Secara keseluruhan, kode ICD-10 B82.0 dan kode ICD-9-CM 97.31 dapat digunakan untuk mengkodekan diagnosis dan prosedur terkait kondisi cacingan pada pasien. -
Article No. 15842 | 21 Apr 2025
Klinis : muncul cacing kremi di dubur
ICD-SDKI: ICD
Diagnosa:
Kode ICD-10: Berdasarkan kondisi yang Anda jelaskan, yaitu muncul cacing kremi di dubur, maka kode diagnosis dan prosedur medis yang sesuai adalah sebagai berikut:
1. Kode ICD-10:
- Kode: B80
- Deskripsi: Enterobiasis (infeksi cacing kremi)

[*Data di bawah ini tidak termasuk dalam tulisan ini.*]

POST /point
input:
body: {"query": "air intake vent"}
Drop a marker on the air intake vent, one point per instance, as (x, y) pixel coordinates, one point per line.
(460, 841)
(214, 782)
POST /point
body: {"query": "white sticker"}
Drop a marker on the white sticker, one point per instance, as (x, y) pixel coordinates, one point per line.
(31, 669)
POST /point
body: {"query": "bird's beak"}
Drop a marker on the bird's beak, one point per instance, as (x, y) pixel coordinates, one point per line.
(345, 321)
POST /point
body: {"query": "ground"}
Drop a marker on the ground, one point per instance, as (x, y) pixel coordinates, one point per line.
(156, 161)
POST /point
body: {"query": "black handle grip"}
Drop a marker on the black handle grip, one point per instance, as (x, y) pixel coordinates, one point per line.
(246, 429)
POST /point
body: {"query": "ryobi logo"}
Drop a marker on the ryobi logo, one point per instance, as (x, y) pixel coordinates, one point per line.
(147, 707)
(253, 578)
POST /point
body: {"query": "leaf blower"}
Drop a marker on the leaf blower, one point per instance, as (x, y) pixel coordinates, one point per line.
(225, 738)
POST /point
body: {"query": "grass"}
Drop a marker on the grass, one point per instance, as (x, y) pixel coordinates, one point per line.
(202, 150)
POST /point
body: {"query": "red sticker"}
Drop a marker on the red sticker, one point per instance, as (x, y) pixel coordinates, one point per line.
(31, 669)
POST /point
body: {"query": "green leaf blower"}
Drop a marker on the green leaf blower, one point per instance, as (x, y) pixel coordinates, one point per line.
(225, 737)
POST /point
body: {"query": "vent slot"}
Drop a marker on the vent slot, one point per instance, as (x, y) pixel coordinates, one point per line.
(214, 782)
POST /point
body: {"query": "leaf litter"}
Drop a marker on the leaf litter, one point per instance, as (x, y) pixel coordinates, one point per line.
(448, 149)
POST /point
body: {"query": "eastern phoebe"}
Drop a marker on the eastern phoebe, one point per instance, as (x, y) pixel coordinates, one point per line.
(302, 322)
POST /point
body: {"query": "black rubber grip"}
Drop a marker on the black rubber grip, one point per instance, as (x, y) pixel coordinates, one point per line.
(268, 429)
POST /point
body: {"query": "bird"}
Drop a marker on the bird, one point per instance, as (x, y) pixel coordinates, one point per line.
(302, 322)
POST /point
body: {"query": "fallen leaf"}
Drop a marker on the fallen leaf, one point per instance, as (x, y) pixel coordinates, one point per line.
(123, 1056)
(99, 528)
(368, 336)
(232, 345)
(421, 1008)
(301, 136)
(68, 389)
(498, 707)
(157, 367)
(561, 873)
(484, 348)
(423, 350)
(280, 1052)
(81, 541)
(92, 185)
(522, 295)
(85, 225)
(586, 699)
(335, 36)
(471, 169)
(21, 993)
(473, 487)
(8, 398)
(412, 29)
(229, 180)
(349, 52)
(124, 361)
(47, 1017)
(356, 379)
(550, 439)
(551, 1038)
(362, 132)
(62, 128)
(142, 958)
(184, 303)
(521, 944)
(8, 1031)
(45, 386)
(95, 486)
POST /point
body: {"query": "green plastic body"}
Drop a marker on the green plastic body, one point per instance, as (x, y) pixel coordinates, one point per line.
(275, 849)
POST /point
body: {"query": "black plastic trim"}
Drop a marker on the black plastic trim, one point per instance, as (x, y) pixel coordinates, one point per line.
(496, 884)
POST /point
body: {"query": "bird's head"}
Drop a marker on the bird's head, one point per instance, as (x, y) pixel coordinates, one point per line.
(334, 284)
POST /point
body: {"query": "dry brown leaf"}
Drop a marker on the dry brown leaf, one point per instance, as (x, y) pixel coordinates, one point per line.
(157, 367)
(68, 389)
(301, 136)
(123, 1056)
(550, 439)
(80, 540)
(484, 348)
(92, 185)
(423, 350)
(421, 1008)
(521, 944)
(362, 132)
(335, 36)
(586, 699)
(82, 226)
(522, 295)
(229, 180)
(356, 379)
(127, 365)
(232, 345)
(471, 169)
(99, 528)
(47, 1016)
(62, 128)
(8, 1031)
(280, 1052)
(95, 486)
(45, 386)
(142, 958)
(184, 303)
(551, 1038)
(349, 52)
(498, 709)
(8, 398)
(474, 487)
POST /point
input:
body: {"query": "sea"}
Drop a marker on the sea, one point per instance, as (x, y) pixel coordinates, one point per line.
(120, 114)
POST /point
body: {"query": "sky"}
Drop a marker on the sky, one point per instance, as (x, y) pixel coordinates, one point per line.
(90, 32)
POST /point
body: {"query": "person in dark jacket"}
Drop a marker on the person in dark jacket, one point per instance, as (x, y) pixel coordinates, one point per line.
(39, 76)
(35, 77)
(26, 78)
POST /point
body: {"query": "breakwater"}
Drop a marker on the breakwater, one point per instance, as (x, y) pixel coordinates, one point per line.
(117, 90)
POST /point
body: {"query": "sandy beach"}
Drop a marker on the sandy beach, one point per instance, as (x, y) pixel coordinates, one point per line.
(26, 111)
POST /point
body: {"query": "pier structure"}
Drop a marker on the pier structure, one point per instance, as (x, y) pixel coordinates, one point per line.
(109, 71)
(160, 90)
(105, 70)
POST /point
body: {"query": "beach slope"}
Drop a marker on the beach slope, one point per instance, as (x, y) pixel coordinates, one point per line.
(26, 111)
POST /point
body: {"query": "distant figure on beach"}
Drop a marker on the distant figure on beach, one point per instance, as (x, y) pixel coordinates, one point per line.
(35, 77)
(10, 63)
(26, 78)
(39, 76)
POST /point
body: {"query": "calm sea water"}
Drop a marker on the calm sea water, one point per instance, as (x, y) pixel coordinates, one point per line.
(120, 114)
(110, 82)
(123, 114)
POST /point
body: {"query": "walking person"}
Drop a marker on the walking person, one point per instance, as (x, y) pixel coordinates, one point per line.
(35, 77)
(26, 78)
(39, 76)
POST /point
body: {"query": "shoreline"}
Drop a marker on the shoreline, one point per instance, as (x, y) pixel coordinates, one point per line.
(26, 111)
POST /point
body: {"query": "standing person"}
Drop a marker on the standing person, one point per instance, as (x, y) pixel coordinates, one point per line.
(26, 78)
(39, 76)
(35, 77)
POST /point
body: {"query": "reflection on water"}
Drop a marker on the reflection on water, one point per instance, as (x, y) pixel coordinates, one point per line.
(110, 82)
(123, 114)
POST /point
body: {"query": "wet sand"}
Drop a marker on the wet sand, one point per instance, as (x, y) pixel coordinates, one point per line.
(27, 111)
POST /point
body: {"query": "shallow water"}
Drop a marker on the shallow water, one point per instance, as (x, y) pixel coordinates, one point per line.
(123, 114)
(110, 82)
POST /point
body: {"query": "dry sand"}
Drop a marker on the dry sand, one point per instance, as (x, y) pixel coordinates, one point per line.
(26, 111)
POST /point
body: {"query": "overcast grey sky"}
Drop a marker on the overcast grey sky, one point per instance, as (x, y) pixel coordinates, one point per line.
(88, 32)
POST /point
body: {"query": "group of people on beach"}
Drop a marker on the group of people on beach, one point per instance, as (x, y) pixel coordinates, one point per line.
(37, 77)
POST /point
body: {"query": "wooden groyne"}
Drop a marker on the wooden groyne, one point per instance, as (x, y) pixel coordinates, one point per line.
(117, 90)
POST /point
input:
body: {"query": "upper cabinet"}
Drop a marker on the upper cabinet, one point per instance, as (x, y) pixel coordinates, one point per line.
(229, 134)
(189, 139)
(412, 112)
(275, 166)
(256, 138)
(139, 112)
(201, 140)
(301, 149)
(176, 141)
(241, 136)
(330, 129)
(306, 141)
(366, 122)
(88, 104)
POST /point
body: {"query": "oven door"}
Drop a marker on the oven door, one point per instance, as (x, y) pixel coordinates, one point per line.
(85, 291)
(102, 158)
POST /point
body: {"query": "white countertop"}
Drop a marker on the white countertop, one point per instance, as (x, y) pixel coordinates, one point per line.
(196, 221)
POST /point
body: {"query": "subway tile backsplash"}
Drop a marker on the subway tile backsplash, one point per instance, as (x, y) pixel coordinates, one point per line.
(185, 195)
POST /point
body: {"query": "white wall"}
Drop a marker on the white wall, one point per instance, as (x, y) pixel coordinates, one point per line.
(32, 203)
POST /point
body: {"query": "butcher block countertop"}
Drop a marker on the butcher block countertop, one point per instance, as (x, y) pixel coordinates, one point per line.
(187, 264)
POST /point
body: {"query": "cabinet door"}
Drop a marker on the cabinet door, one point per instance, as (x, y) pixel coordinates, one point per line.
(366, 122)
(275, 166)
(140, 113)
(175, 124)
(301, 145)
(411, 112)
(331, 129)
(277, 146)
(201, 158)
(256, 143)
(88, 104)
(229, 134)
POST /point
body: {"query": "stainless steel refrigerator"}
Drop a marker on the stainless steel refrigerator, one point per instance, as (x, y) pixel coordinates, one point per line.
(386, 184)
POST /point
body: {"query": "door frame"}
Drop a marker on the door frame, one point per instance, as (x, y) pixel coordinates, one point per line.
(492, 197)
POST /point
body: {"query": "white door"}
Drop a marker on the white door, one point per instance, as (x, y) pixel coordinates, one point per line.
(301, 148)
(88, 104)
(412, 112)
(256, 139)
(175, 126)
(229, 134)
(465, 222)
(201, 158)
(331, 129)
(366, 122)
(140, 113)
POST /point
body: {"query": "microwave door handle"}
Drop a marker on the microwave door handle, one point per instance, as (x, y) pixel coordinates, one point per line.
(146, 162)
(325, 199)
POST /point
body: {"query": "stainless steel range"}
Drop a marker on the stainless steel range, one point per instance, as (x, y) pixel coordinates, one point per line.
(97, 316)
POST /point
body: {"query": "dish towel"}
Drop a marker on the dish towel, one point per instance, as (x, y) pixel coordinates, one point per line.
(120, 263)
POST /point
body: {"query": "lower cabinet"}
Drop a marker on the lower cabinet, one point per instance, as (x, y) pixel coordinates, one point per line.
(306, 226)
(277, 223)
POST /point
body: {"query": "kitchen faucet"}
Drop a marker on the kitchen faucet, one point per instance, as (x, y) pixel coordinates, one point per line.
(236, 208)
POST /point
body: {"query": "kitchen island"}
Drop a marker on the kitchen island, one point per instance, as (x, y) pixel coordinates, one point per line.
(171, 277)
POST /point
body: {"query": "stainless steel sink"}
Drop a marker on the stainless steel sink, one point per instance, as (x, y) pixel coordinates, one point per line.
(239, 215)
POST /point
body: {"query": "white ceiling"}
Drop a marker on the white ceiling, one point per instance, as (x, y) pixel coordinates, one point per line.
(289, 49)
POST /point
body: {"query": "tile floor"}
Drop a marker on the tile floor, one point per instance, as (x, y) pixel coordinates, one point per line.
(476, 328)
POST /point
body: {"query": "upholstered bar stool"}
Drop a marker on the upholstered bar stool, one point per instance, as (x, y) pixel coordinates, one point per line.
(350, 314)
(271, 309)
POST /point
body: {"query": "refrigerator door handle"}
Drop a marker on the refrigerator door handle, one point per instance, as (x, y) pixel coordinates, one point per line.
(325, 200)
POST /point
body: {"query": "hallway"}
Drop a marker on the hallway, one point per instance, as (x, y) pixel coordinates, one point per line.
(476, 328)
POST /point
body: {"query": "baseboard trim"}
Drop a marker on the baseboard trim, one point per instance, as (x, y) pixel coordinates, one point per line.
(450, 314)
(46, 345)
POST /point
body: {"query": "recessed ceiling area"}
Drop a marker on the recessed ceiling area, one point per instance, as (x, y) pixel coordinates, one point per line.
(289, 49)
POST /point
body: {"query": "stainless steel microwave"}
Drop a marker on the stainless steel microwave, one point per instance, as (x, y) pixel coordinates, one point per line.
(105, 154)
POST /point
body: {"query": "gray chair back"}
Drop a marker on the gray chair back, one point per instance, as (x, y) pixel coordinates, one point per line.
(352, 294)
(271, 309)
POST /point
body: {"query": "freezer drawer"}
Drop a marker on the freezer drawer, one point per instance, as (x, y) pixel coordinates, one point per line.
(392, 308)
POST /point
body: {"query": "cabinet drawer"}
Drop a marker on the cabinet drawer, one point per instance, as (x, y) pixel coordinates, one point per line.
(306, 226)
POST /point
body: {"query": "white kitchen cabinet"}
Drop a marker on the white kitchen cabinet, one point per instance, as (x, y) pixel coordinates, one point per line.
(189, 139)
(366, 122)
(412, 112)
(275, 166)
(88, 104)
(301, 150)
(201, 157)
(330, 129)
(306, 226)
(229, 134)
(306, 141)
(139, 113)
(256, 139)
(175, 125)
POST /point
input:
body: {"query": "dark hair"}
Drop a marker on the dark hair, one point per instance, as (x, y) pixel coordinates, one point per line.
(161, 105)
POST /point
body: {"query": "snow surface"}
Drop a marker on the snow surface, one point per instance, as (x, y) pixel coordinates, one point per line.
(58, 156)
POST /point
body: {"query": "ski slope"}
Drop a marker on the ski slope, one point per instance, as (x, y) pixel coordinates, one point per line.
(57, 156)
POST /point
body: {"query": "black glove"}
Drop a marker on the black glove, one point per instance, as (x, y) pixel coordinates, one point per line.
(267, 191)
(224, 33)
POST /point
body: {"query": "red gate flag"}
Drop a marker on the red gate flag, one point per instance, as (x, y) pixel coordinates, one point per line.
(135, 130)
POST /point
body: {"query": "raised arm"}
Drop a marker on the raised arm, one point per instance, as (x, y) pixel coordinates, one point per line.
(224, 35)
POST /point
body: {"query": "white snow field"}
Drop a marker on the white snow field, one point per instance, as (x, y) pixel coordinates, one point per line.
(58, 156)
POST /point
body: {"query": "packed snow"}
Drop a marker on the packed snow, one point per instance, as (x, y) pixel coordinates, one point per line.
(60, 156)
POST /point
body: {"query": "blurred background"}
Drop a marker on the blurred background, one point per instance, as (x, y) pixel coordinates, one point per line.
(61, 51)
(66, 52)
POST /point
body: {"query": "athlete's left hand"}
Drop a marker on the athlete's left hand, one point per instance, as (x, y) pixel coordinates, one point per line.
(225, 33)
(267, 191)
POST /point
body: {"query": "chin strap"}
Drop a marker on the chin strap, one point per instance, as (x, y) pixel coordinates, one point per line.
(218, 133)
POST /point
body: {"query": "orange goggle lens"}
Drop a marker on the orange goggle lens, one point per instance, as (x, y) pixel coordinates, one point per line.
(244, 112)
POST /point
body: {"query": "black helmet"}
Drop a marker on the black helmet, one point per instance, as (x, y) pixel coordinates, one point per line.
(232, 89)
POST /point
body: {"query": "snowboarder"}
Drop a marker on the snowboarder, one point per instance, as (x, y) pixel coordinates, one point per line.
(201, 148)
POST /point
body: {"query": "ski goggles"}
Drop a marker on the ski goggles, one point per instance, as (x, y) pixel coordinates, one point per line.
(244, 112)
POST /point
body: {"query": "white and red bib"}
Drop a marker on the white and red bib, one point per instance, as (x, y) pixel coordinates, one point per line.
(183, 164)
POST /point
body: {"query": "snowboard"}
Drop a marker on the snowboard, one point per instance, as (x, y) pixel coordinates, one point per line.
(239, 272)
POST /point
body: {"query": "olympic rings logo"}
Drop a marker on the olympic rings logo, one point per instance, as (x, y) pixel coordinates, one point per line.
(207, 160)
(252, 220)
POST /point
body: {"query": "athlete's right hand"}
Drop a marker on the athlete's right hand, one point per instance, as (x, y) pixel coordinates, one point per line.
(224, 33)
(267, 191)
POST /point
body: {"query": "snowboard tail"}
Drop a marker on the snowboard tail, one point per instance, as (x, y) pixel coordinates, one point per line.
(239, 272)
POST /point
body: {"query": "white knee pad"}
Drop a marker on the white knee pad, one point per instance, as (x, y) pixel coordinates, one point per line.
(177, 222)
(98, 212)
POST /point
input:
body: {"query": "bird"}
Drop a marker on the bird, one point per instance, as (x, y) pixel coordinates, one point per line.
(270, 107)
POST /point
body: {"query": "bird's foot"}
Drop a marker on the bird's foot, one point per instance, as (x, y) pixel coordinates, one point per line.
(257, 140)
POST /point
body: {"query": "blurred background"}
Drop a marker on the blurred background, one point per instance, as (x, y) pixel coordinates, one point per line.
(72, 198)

2. Kode ICD-9-CM Procedure (jika ada):
- Kode: 97.23
- Deskripsi: Prosedur pemberian obat antihelmintik (obat cacing) untuk pengobatan enterobiasis.
Penjelasan:
- Kode ICD-10 B80 menunjukkan diagnosis enterobiasis, yang merupakan infeksi yang disebabkan oleh cacing kremi (Enterobius vermicularis). Cacing ini sering ditemukan di daerah sekitar anus dan dapat menyebabkan gatal-gatal dan iritasi di sekitar dubur.
- Jika diperlukan, prosedur medis yang dapat dilakukan adalah pemberian obat antihelmintik (obat cacing) yang tercatat dengan kode ICD-9-CM 97.23. Tindakan ini bertujuan untuk mengobati infeksi cacing kremi dan menghilangkan gejala yang muncul.
Sebagai dokter atau perekam medis, saya akan mendokumentasikan diagnosis dan prosedur medis yang dilakukan dengan menggunakan kode-kode ICD yang sesuai. Hal ini penting untuk memastikan pencatatan yang akurat dan lengkap dalam rekam medis pasien.